This is the theme for this week’s Technical Analysis part, as the backdrop is as bullish as ever, with the inherent warnings that spring up whenever markets get extended. With little to spoil the party, bulls remain firmly in control. No the market cannot keep rising at 20% growth rates every year, as the longer term technical trend suggests.

For now, support remains just below the last close, at the $655 level (M-Trend), while shifting sentiment could trigger a full 50-DMA retracement on an “unexpected” catalyst (or plain old profit taking). We are still of the belief that the overall environment is one of dip-buying, which should foster upside into the end of the year. Resistance stands at $695.

 

Our Trading Strategy

Managing risk is more important than anything at this stage. Rebalancing positions, keeping track of profit and stop targets while being aware of potential downside is critical.

Most importantly, we could take some defensive actions at the next rebalancing interval in order to overweight Staples and Basic Materials in favor of our extended positions in Tech. A rotation can happen sooner or later, but it’s only a matter of time to a “rug-pull” in the high flying AI space. Ideally, we would like to position ahead of the move.

Separately, we’ll take stock of our automated strategies behavior tomorrow, looking at Enterprise for macro guidance.

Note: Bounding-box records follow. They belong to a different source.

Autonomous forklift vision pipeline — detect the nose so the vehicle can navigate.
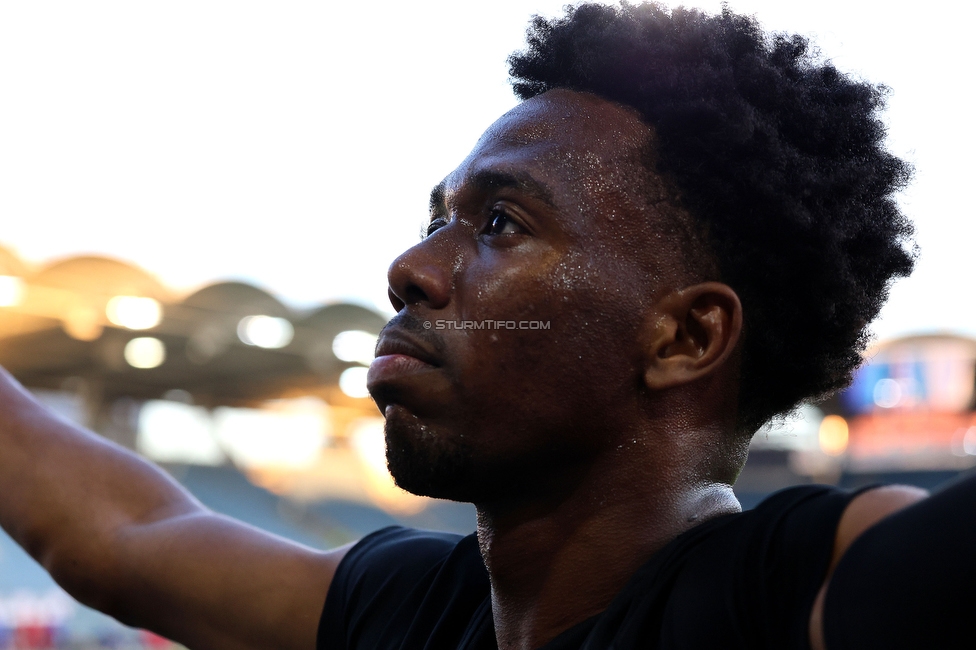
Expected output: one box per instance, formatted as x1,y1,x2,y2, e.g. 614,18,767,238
387,237,452,312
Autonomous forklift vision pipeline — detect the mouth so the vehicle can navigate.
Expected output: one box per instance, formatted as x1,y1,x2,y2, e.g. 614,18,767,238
366,329,442,393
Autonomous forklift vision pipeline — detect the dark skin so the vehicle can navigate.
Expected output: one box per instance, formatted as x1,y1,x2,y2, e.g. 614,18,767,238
0,91,924,649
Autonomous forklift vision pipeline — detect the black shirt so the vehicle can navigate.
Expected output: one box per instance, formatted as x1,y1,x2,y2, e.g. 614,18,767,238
317,486,854,650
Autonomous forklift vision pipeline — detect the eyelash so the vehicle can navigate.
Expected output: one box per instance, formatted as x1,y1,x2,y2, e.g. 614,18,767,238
421,206,521,239
485,206,518,235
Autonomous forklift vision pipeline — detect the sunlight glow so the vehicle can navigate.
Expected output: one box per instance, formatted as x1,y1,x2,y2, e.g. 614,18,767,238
123,336,166,369
105,296,163,330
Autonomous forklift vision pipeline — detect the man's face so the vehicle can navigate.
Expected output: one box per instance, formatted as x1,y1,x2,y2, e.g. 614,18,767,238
369,91,684,502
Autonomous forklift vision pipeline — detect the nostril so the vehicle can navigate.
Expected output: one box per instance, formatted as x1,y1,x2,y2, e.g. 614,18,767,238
403,284,430,305
386,288,407,312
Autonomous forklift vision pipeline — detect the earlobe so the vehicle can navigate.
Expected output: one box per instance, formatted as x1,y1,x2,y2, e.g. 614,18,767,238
644,282,742,390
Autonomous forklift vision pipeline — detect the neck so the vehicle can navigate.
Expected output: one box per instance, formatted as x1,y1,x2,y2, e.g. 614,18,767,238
478,430,740,650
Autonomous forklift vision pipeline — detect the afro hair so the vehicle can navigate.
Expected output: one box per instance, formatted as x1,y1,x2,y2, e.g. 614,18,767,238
509,3,915,434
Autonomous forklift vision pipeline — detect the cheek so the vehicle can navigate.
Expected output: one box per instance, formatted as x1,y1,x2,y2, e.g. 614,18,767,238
450,256,640,427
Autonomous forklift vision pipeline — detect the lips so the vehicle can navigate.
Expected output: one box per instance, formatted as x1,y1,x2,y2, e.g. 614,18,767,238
366,330,441,391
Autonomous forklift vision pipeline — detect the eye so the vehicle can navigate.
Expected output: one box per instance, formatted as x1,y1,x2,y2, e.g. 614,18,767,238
485,207,522,235
420,217,447,239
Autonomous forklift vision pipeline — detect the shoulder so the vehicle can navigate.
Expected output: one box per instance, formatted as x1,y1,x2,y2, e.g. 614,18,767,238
662,485,868,648
318,526,487,649
336,526,463,582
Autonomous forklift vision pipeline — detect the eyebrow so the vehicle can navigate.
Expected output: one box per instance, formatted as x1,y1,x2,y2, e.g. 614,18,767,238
430,169,556,215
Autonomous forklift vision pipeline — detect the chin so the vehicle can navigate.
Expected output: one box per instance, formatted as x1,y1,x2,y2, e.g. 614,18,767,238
386,408,505,503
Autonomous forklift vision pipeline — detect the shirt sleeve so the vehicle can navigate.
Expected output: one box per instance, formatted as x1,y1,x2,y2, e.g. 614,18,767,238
316,526,462,650
664,486,855,650
824,476,976,650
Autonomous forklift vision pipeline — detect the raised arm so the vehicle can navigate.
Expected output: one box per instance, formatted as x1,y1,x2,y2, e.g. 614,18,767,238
0,368,346,650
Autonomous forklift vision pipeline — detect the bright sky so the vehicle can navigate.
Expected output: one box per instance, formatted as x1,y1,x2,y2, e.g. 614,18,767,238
0,0,976,338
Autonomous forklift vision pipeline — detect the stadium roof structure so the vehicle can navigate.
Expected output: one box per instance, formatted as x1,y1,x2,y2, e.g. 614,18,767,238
0,248,386,412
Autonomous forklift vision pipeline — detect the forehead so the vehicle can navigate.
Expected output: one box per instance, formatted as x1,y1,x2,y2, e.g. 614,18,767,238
434,90,652,225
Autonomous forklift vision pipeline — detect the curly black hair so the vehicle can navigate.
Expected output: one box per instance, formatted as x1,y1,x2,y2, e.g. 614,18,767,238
509,3,916,434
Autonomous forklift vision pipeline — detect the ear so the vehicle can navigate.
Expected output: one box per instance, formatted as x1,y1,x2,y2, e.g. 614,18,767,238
644,282,742,390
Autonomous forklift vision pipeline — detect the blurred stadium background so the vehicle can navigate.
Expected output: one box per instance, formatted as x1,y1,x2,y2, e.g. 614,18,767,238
0,242,976,648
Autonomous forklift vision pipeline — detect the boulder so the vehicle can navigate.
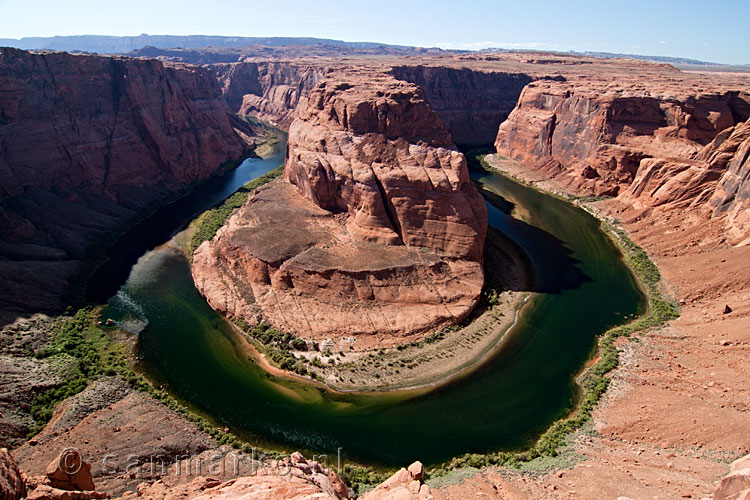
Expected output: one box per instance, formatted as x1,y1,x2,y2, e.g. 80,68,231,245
362,462,433,500
0,448,26,500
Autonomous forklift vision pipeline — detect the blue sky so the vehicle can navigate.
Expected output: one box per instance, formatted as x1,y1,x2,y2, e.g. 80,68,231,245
0,0,750,64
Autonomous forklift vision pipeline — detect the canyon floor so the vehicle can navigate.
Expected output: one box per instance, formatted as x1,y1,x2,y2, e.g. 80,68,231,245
420,158,750,500
0,46,750,500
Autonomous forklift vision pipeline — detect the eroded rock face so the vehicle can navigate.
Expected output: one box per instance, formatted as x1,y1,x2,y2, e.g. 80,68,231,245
708,120,750,244
391,65,533,145
0,448,26,500
362,462,433,500
192,75,487,345
0,48,252,320
495,76,750,244
209,61,328,128
495,80,747,195
284,78,487,259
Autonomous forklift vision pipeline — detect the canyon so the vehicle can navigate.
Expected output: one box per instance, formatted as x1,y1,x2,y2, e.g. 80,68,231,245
0,42,750,499
193,71,487,345
0,48,255,318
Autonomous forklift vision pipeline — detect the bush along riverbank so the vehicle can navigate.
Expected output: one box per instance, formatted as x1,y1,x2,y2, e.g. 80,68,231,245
187,165,284,260
27,307,390,491
428,156,680,480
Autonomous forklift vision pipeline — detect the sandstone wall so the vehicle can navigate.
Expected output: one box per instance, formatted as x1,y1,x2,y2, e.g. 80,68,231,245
208,61,328,128
192,73,487,340
495,77,750,243
0,48,252,320
391,65,533,145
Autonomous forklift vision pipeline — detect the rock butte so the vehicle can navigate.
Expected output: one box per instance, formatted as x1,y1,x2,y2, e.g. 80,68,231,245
192,74,487,345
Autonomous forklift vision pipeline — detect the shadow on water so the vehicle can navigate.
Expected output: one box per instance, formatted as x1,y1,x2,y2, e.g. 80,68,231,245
480,187,591,294
86,134,286,304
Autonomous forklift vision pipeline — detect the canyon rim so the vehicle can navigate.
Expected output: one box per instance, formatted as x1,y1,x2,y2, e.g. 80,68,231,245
0,11,750,500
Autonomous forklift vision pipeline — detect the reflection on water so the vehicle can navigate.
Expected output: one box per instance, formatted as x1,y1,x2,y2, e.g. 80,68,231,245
105,149,644,466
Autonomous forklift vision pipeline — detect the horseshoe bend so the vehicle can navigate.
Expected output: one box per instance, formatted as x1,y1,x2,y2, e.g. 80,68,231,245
193,75,487,345
0,10,750,500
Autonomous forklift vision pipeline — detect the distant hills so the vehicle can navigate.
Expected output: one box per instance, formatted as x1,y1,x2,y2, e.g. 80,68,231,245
0,33,750,68
0,33,409,54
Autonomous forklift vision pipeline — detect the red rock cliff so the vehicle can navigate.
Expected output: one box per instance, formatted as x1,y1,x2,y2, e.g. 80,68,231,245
192,75,487,346
208,61,329,128
495,78,750,243
0,48,252,318
285,77,487,259
391,65,533,145
495,81,747,194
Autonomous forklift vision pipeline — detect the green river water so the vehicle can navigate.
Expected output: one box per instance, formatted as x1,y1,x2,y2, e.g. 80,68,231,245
103,145,645,466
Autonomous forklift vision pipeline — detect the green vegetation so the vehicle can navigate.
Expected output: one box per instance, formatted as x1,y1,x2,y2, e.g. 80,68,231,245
29,307,124,436
234,319,314,378
29,307,283,458
418,157,679,477
188,165,284,258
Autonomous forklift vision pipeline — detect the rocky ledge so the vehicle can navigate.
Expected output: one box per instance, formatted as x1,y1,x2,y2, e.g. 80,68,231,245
192,74,487,344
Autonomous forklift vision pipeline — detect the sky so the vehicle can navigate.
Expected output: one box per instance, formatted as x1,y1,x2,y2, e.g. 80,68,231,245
0,0,750,64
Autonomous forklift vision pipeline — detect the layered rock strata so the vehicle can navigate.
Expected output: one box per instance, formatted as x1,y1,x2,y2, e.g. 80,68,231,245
495,80,750,195
0,48,253,320
208,61,330,129
495,76,750,244
193,75,487,344
391,65,534,145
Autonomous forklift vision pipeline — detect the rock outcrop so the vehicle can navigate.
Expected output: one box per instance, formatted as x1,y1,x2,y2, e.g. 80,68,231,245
391,65,534,145
495,80,747,195
208,61,329,128
362,462,432,500
708,120,750,245
495,76,750,244
0,48,253,320
193,75,487,344
26,448,107,500
0,448,26,500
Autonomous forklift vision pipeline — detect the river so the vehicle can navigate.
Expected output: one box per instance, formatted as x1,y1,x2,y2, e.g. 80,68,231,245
102,140,645,466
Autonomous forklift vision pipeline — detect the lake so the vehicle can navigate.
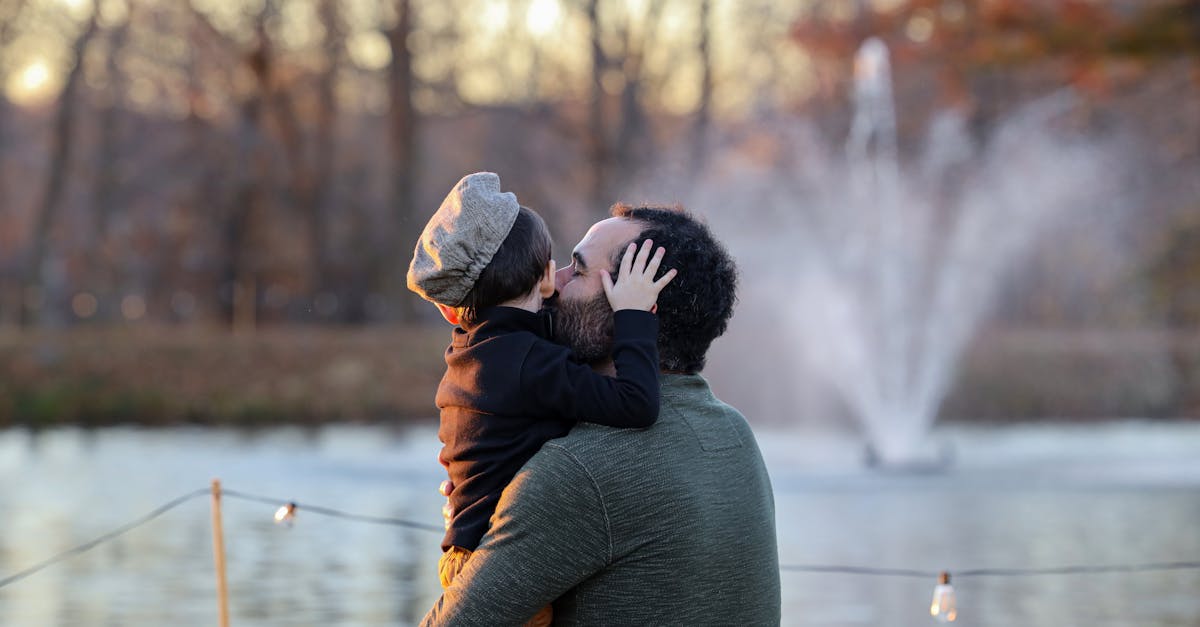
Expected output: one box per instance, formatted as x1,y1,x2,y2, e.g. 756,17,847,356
0,422,1200,627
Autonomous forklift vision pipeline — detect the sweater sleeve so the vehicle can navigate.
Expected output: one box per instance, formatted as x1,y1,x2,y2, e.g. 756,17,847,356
521,310,659,428
421,443,612,627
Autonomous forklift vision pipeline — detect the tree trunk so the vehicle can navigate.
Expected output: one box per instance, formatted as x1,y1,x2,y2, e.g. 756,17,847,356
385,0,425,321
691,0,713,170
586,0,612,208
86,15,130,312
22,0,100,324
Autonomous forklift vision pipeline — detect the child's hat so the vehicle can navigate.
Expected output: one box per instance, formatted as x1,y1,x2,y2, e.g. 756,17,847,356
408,172,521,306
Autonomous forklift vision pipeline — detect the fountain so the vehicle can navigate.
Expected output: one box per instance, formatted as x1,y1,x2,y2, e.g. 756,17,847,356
797,38,1099,467
697,38,1114,470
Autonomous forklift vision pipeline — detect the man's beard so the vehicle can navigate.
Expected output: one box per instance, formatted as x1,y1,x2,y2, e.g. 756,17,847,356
554,292,612,364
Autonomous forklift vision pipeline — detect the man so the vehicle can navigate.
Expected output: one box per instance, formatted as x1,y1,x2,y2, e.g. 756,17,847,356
422,205,780,626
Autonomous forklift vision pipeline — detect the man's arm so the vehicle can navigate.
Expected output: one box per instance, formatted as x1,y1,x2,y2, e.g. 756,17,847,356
421,442,612,626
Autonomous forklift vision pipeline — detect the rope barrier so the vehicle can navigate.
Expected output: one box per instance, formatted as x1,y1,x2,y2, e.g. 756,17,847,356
0,488,1200,587
0,488,209,587
222,490,445,526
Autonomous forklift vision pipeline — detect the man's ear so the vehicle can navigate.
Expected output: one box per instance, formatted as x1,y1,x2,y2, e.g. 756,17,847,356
538,259,556,299
434,303,458,324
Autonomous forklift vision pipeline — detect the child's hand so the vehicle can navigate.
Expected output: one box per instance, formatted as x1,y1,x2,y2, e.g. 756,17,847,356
600,240,678,311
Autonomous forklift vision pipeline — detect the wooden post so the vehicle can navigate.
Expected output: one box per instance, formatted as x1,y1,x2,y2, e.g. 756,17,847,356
212,479,229,627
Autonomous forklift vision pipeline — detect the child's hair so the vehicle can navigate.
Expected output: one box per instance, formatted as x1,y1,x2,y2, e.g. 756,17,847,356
457,207,551,324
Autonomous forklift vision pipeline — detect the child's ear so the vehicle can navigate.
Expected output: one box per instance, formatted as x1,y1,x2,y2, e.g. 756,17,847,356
434,303,458,324
538,259,554,298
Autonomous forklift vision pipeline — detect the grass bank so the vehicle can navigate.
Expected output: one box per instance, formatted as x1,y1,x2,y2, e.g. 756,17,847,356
0,327,449,426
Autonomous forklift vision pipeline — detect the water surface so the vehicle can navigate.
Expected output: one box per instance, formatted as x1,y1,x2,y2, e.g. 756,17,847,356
0,422,1200,627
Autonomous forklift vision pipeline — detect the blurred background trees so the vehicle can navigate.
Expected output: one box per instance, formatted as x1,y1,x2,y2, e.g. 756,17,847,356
0,0,1200,425
0,0,1200,327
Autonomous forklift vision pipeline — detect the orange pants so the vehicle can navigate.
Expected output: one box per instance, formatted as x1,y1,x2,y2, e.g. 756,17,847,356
438,547,554,627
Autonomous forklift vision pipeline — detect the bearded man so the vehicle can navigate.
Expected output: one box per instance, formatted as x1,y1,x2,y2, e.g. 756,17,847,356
422,204,780,626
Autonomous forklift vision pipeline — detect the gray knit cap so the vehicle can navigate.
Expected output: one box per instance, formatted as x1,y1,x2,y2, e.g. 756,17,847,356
408,172,521,306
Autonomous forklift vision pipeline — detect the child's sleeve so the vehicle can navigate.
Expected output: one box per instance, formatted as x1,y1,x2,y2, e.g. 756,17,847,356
521,310,659,428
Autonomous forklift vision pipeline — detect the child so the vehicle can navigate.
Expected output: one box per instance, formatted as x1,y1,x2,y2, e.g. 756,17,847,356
408,172,676,619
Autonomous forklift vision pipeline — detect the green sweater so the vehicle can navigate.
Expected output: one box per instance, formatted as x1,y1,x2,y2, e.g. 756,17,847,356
422,375,780,626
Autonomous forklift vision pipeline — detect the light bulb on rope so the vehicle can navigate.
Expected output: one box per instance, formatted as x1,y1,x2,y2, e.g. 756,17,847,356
929,571,959,622
275,503,296,527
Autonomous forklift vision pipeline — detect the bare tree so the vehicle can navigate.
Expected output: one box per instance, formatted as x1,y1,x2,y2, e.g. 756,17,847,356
88,3,130,311
691,0,713,172
384,0,424,321
22,0,100,324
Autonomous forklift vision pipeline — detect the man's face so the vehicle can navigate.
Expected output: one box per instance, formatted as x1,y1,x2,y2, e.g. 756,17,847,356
554,217,642,363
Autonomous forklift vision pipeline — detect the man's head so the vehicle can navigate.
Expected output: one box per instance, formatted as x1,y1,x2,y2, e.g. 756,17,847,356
556,204,737,374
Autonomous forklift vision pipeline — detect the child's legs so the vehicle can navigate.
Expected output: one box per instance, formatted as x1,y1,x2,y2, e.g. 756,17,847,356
438,547,470,590
438,547,554,627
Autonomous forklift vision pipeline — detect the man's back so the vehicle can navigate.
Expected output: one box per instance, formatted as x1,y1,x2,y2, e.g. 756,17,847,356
549,376,780,625
417,375,780,625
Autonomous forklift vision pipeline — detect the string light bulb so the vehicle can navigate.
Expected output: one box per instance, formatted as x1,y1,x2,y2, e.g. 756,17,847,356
275,503,296,526
929,571,959,622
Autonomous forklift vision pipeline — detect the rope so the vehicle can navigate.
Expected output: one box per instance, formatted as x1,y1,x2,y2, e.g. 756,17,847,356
0,488,210,587
0,488,1200,587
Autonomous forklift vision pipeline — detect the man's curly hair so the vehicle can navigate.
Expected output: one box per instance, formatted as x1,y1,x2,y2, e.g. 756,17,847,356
612,203,738,374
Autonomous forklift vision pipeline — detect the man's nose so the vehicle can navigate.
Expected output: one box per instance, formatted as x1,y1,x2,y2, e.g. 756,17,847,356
554,265,571,292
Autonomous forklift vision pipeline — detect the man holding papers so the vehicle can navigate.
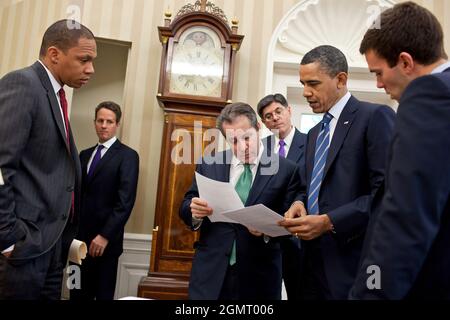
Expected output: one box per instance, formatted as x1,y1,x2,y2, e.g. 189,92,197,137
180,103,300,300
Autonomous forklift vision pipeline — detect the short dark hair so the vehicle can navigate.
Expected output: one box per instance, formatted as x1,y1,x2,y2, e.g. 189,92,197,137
217,102,258,136
359,1,447,68
256,93,289,118
94,101,122,123
39,19,95,58
300,45,348,77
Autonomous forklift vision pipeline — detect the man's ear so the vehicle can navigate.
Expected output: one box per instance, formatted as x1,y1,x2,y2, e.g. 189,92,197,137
336,72,348,89
47,46,61,64
397,52,415,74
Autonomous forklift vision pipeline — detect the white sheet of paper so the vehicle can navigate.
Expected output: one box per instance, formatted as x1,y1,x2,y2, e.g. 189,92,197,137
195,172,244,223
223,204,290,237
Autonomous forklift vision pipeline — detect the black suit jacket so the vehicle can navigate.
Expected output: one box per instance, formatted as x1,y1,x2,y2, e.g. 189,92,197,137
350,69,450,299
78,140,139,256
302,97,395,299
0,62,81,263
180,149,300,299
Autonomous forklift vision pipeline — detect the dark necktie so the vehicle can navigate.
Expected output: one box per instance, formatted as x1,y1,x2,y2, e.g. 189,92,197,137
308,112,333,214
58,88,75,221
58,88,70,146
88,144,105,177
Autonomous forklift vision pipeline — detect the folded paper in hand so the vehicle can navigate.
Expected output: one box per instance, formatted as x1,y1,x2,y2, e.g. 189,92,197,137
195,172,290,237
69,239,87,264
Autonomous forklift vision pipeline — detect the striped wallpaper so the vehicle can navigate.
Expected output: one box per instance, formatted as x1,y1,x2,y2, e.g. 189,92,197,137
0,0,450,233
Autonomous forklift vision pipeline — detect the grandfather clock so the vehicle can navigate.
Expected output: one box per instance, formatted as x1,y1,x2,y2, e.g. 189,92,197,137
138,0,244,299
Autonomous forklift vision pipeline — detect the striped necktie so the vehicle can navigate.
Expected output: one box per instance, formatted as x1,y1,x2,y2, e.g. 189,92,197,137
308,112,333,214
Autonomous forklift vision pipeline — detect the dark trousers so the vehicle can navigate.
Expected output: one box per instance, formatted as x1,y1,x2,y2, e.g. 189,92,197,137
70,255,119,300
0,239,63,300
219,264,239,300
301,239,332,301
280,237,304,300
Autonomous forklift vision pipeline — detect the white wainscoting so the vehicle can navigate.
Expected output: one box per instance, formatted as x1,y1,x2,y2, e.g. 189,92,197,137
114,233,152,299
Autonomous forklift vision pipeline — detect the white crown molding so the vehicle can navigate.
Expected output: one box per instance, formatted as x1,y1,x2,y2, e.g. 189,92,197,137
265,0,396,93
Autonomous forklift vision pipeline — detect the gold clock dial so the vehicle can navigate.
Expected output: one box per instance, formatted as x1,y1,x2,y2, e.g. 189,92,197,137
170,27,224,97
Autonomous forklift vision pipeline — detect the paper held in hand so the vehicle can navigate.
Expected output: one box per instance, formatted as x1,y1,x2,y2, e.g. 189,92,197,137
69,239,87,264
0,169,5,186
195,172,290,237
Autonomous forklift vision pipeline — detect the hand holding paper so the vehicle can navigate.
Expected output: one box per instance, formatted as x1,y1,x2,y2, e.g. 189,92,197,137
195,172,290,237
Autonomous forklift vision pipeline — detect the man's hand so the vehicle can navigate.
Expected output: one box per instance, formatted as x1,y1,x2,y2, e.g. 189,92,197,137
2,251,12,258
278,201,333,240
190,198,213,219
247,228,263,237
89,235,108,258
284,201,306,219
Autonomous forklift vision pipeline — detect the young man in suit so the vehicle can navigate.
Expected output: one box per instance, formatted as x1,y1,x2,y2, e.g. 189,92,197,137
0,20,97,299
350,2,450,299
257,93,306,300
180,103,300,300
282,46,395,299
70,101,139,300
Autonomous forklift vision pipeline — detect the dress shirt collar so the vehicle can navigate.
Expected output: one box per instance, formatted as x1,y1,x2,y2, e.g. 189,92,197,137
275,126,295,148
231,140,264,169
97,136,117,149
328,92,352,121
431,61,450,74
38,60,62,95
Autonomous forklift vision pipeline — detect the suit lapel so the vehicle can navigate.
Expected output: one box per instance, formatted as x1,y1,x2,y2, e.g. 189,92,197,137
214,150,233,182
80,146,96,179
245,148,280,206
88,139,122,181
32,61,68,152
286,128,305,163
324,96,358,177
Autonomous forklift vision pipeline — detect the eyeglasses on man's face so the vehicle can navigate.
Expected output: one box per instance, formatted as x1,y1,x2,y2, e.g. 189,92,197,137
263,107,286,121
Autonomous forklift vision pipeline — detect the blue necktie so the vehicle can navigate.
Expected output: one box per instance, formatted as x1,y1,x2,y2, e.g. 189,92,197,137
88,144,105,177
308,112,333,214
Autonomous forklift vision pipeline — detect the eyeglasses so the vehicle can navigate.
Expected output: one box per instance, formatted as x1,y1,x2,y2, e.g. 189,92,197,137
263,107,286,121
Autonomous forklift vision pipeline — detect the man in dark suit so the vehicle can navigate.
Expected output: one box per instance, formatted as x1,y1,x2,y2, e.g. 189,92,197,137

So far, this model has nailed the risk-on approach to markets since mid-May.

Signal Sigma Research & PRO members will be notified by Trade Alert of any live portfolio changes (if subscribed). If you’re not on this plan yet, you can get a free trial when you join our Society Forum. If you need any help with your trading strategy (or would like to implement one on your account), feel free to reach out!


Disclosures / Disclaimers: This is not a solicitation to buy, sell, or otherwise transact any stock or its derivatives. Nor should it be construed as an endorsement of any particular investment or opinion of the stock’s current or future price. To be clear, I do not encourage or recommend for anyone to follow my lead on this or any other stocks, since I may enter, exit, or reverse a position at any time without notice, regardless of the facts or perceived implications of this blog post. I currently do not own or plan to own any position, long or short, in the securities mentioned.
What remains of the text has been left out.